Eric Sosman <Eric.Sosman@sun.com> wrote in message news:<41125005.2070201@sun.com>...
>
> As far as I know there's no API to answer this question.
> That should be something of a hint, really: If the people
> who designed the threading APIs had thought the question
> had a useful answer, they'd presumably have invented an
> API to answer it. The experts didn't invent such an API,
> so it's likely they didn't see the question as useful.
If one person answer that no API exist, there is no reason to
believe he is right. In this thread, many people said so, so
I believe.
>
> So: Why do you want to know the answer to this question
> that didn't appear to interest the experts?
Even experts might not be thinking of everything, which is
useful.
> What do you
> intend to do with the answer once you have it? What is
> the larger problem you're trying to solve? There may be a
> better solution than learning that "Seven threads are
> running -- or, rather, *were* running a microsecond ago."
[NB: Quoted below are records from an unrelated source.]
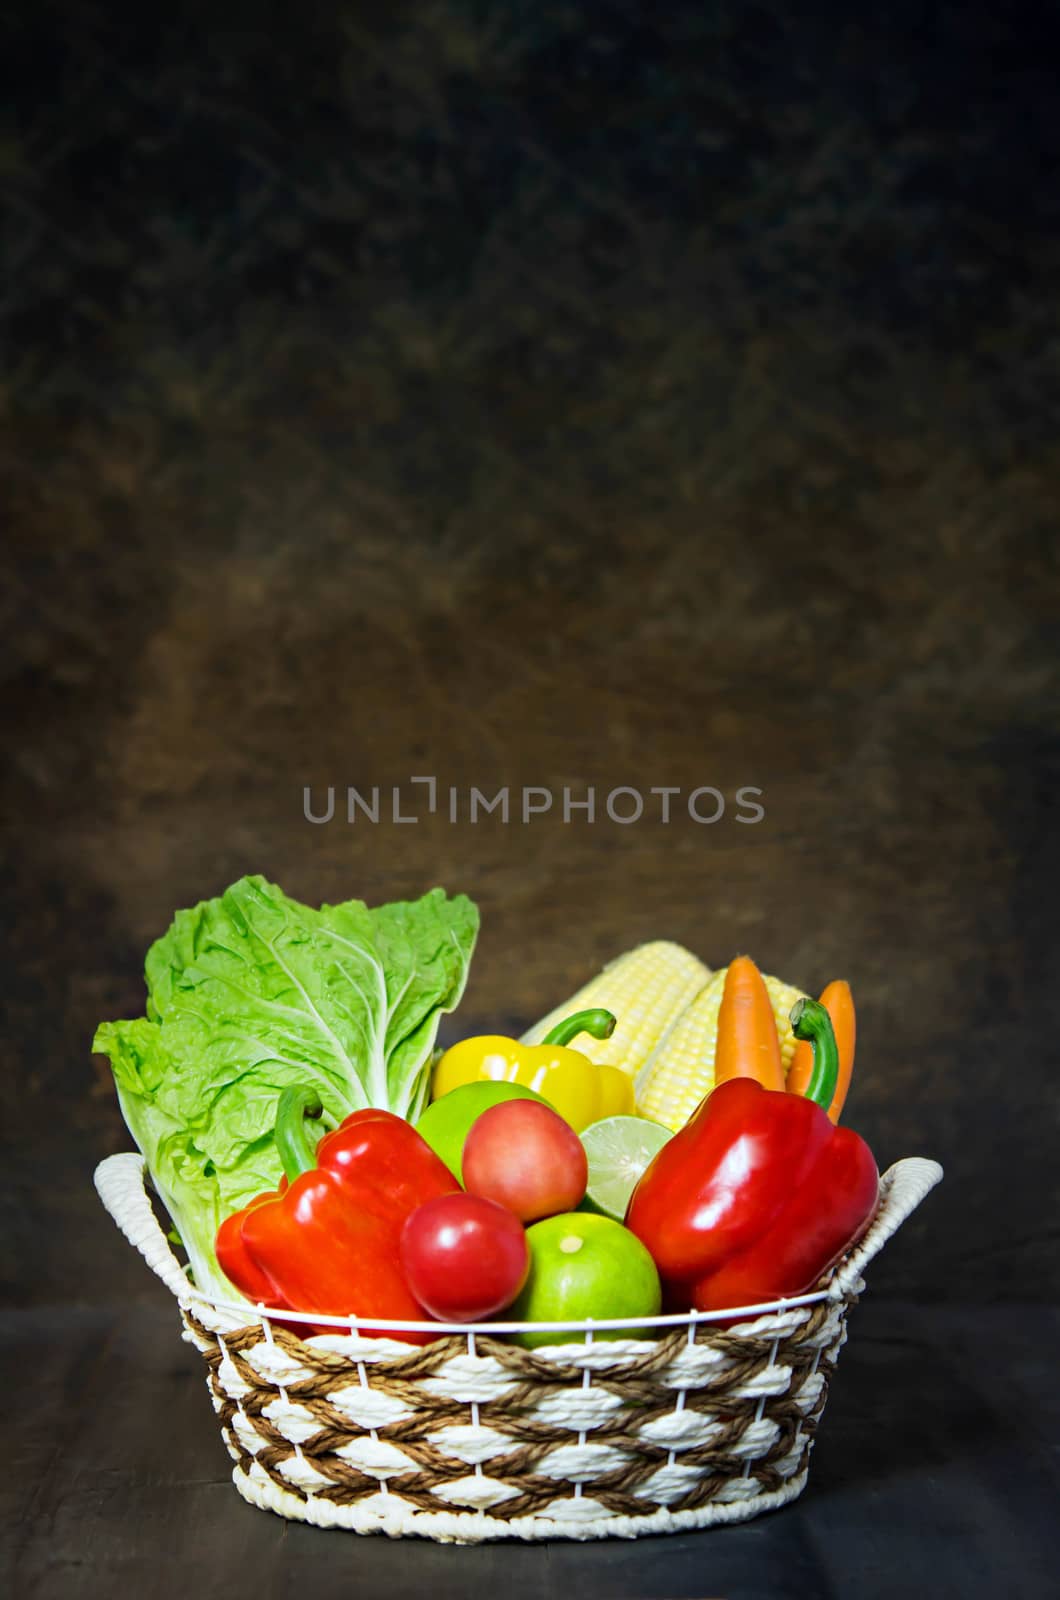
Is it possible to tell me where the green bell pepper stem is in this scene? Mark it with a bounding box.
[275,1086,325,1183]
[543,1008,617,1048]
[790,998,839,1110]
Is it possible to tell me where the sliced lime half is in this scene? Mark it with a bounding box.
[580,1115,672,1221]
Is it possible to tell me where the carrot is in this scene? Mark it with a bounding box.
[786,978,856,1123]
[714,956,785,1091]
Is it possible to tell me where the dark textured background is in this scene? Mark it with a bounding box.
[5,7,1060,1596]
[3,3,1058,1315]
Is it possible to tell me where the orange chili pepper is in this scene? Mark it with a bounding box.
[786,978,856,1123]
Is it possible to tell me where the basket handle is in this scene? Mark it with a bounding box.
[94,1152,197,1302]
[95,1150,943,1314]
[827,1156,943,1299]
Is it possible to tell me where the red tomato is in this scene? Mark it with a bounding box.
[399,1193,529,1322]
[462,1099,588,1222]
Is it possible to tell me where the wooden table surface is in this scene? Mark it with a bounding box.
[3,4,1058,1595]
[6,1299,1058,1600]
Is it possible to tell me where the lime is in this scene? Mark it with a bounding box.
[579,1115,672,1221]
[415,1080,547,1181]
[507,1212,662,1346]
My application should have a system status page, where yuo get
some information about the system, i.e. free memory, free
disc space, average load, number of currently running processes
and number of own threads. If there is a problem with the
application, customer can look to this page. If you have enough
memory (both on disc and RAM), not much running processes,
but a high load and a large number of threads for this application
(for example one thousand or so, it is a heavily multithreaded
application), there might be a problem with the application.
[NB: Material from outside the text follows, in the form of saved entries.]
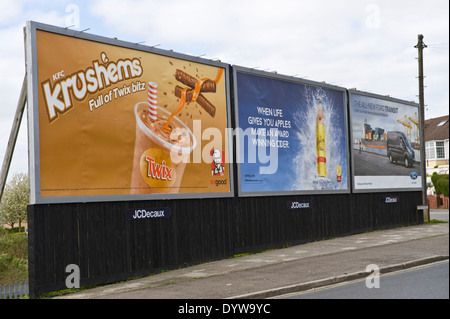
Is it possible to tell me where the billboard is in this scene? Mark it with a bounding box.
[348,90,422,192]
[233,66,350,196]
[25,22,233,204]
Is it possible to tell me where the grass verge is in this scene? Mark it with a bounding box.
[0,228,28,285]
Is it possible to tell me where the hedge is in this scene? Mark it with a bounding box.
[431,173,449,197]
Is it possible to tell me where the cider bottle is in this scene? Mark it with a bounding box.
[336,164,342,182]
[316,100,327,177]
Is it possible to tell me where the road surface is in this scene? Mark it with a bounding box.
[282,261,449,299]
[353,150,420,176]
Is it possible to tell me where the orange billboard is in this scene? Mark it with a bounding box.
[26,22,233,203]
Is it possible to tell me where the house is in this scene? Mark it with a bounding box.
[425,115,449,175]
[424,115,449,208]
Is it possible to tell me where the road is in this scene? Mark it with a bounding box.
[353,150,420,176]
[430,209,449,222]
[281,261,449,299]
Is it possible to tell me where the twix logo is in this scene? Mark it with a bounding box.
[41,52,143,122]
[145,157,173,181]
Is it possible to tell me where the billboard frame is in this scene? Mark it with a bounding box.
[348,88,423,193]
[25,21,234,204]
[232,65,351,197]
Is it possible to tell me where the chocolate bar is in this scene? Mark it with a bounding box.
[175,69,216,93]
[174,85,216,117]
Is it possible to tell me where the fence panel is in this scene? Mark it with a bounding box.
[0,282,29,299]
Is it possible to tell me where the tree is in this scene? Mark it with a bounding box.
[431,173,449,196]
[1,173,29,230]
[436,175,449,198]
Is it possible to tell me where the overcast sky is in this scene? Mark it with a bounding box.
[0,0,448,178]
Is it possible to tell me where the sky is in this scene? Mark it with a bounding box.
[0,0,448,179]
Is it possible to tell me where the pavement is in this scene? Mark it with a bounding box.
[56,209,449,299]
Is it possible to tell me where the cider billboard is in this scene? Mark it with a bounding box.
[233,66,350,196]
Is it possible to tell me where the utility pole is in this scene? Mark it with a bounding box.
[415,34,428,221]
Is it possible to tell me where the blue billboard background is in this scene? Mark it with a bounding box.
[235,71,349,194]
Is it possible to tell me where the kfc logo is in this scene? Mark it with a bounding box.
[211,149,225,176]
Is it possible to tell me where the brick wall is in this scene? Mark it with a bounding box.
[428,195,438,209]
[428,194,449,209]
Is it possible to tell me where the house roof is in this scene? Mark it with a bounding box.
[424,115,449,142]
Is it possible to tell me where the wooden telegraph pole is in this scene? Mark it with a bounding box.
[414,34,428,221]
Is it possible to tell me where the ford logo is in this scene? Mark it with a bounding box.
[410,172,418,180]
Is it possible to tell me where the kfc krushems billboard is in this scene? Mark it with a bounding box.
[233,66,350,196]
[26,21,233,204]
[348,89,422,192]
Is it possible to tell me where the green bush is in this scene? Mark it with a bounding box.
[431,173,449,196]
[437,177,449,197]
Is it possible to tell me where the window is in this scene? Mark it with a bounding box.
[426,140,447,160]
[436,141,445,159]
[437,120,448,127]
[426,141,435,160]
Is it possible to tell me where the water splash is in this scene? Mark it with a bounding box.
[292,86,347,190]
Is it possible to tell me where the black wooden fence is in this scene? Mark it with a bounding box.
[27,191,423,297]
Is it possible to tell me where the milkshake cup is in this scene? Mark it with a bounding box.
[131,102,196,194]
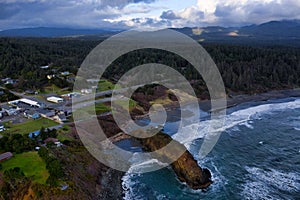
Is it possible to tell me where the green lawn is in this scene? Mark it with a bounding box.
[40,84,61,94]
[1,151,49,184]
[114,99,137,111]
[97,79,120,92]
[4,118,59,135]
[73,102,111,118]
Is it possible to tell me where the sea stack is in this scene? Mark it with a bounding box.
[138,131,212,190]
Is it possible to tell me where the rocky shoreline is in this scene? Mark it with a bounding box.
[98,88,300,199]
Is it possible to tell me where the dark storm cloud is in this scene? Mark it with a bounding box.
[0,0,158,29]
[0,3,20,19]
[160,10,180,20]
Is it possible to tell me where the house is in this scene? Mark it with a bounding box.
[61,92,81,99]
[1,105,18,116]
[81,89,93,94]
[40,65,49,69]
[55,141,62,147]
[2,78,16,85]
[24,110,40,119]
[54,113,67,123]
[29,130,41,139]
[37,109,55,118]
[25,90,37,95]
[47,96,64,104]
[0,152,13,162]
[0,123,5,132]
[61,71,70,76]
[47,75,55,80]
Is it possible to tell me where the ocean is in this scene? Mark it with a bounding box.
[121,97,300,200]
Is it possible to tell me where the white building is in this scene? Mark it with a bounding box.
[9,98,41,108]
[81,89,93,94]
[47,96,64,103]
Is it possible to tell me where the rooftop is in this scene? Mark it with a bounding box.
[0,152,13,161]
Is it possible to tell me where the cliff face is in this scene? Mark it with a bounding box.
[138,132,212,190]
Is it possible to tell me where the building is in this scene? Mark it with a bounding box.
[25,90,38,95]
[54,113,67,123]
[0,152,13,162]
[0,123,5,132]
[9,98,41,108]
[29,130,41,139]
[61,92,81,99]
[37,109,55,118]
[61,71,70,76]
[47,96,64,104]
[81,89,93,94]
[40,65,49,69]
[1,105,18,116]
[24,110,40,119]
[2,78,16,85]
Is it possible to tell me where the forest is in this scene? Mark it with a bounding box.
[0,37,299,94]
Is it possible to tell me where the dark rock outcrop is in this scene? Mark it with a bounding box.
[138,131,212,190]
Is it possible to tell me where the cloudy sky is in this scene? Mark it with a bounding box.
[1,0,300,30]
This application is running on Solaris, Linux and Windows and
there is no problem to get the number of own threads on
Solaris and Windows. So I am surprised it is a problem on
Linux. The class which retrieves the information should be
usefull for other applications as well, so I don't want to
wrap the thread class to count the threads just to get this
information for Linux. The "solution" might be simply
not to show the number of threads on Linux.